24 September 2013
Cutting overhead through preemption threshold scheduling
Real time embedded systems typically use a collection of application tasks or threads that must complete their work within real time constraints.
Real time systems generally employ preemptive scheduling to guarantee that critical threads get immediate attention and meet their deadlines.
The downside? Preemptive scheduling can bring significant context switch overhead.
There's another way – Preemption Threshold Scheduling (PTS) reduces preemption overhead, whilst enabling applications to meet real time deadlines.
Typical preemptive scheduling
When one thread is executing and a higher priority thread becomes READY to run, the rtos interrupts – or preempts – the running thread and replaces it with the higher priority thread. In this process – termed a 'context switch' –the rtos saves the context of the executing thread on its stack, retrieves the context of the new thread from the stack and loads it into the cpu registers and program counter.
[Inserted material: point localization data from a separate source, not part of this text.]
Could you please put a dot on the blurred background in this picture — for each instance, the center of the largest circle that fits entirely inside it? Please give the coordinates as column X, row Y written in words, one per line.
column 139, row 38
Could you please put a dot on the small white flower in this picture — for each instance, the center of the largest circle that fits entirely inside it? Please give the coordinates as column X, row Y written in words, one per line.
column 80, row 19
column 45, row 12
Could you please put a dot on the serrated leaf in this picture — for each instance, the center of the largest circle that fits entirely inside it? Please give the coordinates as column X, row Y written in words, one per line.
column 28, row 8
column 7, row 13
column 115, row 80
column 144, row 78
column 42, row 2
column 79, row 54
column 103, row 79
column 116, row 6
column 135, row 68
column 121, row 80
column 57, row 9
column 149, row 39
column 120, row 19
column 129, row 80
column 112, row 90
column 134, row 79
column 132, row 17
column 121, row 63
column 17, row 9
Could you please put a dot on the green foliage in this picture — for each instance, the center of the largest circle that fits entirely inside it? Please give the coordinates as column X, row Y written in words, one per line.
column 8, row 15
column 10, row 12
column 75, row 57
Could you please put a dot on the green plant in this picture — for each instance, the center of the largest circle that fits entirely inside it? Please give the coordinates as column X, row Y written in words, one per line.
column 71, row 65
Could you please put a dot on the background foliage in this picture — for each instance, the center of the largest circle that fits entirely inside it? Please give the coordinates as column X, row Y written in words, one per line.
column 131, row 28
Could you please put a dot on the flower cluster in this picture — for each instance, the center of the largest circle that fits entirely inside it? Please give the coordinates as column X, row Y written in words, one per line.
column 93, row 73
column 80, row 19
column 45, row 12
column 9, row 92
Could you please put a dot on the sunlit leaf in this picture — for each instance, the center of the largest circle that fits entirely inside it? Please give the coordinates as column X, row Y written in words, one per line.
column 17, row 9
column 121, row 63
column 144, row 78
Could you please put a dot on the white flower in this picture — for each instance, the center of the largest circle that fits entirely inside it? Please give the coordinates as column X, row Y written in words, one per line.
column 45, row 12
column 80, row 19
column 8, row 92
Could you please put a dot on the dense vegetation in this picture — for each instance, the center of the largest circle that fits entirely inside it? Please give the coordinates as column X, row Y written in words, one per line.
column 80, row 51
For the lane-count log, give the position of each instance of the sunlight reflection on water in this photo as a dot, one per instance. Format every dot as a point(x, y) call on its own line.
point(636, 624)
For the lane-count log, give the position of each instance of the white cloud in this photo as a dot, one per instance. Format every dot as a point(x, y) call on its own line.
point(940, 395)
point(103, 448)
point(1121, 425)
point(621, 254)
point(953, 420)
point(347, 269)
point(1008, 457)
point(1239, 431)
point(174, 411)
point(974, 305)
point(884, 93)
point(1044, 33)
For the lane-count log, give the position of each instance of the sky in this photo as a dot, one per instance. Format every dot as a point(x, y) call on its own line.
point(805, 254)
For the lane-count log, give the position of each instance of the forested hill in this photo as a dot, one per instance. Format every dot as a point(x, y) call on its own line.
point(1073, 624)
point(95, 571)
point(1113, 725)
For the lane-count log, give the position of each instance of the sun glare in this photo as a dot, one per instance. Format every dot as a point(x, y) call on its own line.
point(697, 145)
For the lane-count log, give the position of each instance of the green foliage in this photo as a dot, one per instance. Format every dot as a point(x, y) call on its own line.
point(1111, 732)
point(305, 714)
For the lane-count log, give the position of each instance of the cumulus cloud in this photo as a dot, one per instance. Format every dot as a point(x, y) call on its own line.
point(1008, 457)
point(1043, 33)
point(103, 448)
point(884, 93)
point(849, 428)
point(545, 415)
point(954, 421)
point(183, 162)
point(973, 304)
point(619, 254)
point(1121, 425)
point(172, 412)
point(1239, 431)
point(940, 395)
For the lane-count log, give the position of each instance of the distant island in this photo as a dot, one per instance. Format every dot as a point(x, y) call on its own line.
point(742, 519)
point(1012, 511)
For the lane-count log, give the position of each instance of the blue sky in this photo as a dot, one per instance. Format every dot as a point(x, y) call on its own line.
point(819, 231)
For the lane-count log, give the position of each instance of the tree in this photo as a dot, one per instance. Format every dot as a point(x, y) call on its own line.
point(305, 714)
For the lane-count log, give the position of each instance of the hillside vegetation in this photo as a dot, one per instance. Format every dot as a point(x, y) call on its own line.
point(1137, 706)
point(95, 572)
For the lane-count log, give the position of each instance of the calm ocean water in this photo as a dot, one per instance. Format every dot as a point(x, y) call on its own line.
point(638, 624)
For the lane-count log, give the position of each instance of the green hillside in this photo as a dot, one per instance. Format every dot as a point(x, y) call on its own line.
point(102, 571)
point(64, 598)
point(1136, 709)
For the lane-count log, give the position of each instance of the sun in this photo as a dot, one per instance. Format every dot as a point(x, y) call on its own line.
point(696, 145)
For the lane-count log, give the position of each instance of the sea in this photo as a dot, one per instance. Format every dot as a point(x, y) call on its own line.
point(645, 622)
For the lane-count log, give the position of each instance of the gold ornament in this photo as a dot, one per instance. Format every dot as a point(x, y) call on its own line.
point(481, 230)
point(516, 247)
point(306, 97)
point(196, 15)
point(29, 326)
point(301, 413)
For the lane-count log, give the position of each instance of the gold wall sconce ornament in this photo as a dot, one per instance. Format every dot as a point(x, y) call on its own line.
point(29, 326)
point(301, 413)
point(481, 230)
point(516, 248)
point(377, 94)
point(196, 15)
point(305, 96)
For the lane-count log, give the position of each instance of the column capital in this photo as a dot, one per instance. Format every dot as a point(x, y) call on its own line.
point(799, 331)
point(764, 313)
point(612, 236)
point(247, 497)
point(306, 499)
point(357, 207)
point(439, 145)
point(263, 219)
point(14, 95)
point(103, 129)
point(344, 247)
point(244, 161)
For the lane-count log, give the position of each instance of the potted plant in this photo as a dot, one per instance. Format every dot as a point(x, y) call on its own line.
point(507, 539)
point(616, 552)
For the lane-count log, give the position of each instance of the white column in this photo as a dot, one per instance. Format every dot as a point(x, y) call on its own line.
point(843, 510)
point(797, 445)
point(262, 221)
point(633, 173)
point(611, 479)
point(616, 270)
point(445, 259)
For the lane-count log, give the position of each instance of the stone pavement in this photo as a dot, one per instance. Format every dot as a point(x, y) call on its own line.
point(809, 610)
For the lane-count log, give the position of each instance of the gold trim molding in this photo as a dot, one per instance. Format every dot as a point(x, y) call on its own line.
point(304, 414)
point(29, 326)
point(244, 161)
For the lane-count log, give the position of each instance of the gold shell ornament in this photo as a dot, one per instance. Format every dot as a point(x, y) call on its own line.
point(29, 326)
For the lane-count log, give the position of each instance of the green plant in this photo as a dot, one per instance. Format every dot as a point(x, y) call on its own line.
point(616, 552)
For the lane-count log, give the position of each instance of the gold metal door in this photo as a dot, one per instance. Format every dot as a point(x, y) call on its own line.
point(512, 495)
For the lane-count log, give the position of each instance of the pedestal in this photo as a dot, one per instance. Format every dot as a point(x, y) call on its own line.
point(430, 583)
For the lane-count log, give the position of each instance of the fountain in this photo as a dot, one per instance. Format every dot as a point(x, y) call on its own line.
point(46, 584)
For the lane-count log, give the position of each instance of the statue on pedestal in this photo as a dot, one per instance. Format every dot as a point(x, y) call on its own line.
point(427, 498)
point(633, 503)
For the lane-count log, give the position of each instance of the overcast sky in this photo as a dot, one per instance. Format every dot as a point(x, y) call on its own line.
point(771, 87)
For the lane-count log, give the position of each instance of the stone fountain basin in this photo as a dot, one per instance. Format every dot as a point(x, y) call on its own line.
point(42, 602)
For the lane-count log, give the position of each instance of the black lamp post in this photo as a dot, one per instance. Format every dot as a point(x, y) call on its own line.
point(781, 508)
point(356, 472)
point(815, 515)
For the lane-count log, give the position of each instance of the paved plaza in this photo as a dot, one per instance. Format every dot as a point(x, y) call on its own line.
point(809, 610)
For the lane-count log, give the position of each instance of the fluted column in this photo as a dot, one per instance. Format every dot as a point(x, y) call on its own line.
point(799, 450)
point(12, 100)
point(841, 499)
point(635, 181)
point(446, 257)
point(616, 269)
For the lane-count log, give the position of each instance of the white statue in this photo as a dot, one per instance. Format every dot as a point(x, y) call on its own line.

The context switch operation is reasonably complex, and can take from 50 to 500 cycles, depending on the rtos and the processor.
Generally, real time schedulers are preemptive – they make sure the highest priority thread that is ready to run is the one they let run; the others must wait. With preemption, a running thread is stopped so that something else can run. In preemptive scheduling, the rtos always runs the highest priority thread that is READY to run. Preemptive scheduling is commonly found in real time systems and rtoses because it provides the fastest response when a thread must run immediately upon the occurrence of an external event or before a particular deadline. While responsiveness is maximised, overhead is high, since a context switch is always required.
Preemption brings some potential problems, which the developer must avoid or handle properly, including:
• Thread starvation. A thread may never get to execute if a higher priority thread never finishes. Developers should avoid conditions where a high priority thread might end up in an endless loop or where the thread consumes an undesirable amount of cpu time, preventing other threads from getting access.
• Excessive overhead. In situations with lots of context switching, overhead can add up. This article outlines some tools that enable this overhead to be seen and measured.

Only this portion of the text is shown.